The appellate court again references the fact that the defendant prevailed on two of the three claims, which is sort of like acquitting a burglar because he stole the TV and jewelry, but not the silverware.  Then we get this:  “The trial court, which presided over this nine-week trial and observed the actions of all counsel, has thoroughly examined each allegation of misconduct and determined that a new trial was not warranted.”  That “thoroughly” word, like the “careful” word at the beginning of the opinion, is more wishful than accurate.

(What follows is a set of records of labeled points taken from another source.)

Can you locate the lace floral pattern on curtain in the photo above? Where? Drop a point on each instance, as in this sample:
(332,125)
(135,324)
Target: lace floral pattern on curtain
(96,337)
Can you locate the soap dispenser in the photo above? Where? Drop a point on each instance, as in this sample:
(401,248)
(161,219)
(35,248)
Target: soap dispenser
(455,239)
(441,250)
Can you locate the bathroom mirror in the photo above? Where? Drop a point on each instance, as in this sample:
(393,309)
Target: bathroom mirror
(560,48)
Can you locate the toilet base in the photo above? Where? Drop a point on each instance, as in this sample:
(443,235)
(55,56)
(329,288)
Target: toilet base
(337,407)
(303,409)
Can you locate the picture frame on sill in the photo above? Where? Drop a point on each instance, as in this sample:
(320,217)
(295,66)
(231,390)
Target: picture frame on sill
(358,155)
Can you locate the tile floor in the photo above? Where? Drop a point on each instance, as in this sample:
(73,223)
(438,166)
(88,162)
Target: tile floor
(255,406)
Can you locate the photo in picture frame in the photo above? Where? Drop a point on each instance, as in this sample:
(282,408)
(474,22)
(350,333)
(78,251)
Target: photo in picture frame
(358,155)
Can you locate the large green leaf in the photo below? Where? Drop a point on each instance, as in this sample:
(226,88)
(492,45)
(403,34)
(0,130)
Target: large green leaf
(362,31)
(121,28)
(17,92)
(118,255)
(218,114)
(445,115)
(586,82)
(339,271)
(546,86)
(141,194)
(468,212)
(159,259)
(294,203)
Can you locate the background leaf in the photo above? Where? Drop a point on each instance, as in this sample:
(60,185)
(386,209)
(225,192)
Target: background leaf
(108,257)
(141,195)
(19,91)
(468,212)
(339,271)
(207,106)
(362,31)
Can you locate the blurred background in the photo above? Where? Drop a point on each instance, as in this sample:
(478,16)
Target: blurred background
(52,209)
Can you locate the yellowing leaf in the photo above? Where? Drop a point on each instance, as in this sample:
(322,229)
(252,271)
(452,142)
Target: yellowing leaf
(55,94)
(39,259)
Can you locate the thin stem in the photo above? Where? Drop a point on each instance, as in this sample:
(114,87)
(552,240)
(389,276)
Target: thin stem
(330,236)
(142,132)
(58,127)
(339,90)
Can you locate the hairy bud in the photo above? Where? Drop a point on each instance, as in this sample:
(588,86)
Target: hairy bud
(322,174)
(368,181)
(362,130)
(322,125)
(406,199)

Look, we think we have a pretty good idea what actually happened here.  A hyper-aggressive plaintiff attorney pushed the envelope at every opportunity.  Sometimes the judge shut him down, sometimes not.  Even when the court did shut the plaintiff lawyer down, when the sun would rise on a new day, the lawyer would try again.  Persistence, even persistent disregard of a court’s rulings, can pay off.  And then as the case heads into a fourth and fifth week, or an eighth and ninth week, the court knows that it does not want to declare a mistrial or do something that will mean that all that time was spent in vain.  Not only does the court know this, but the plaintiff lawyer knows this.  Things go from bad to worse.

Then the defense does the best it can to preserve issues for appeal.  This necessary and appropriate maneuver angers the trial judge, who is no-way-no-how going to undo or rein in the jury’s verdict.  So then it is up to the appellate court to correct this abomination.  Or it can take the easy way out.  That is bad enough for the particular case, but it is even worse in terms of how it emboldens lawyers to punch a hole in the next envelope.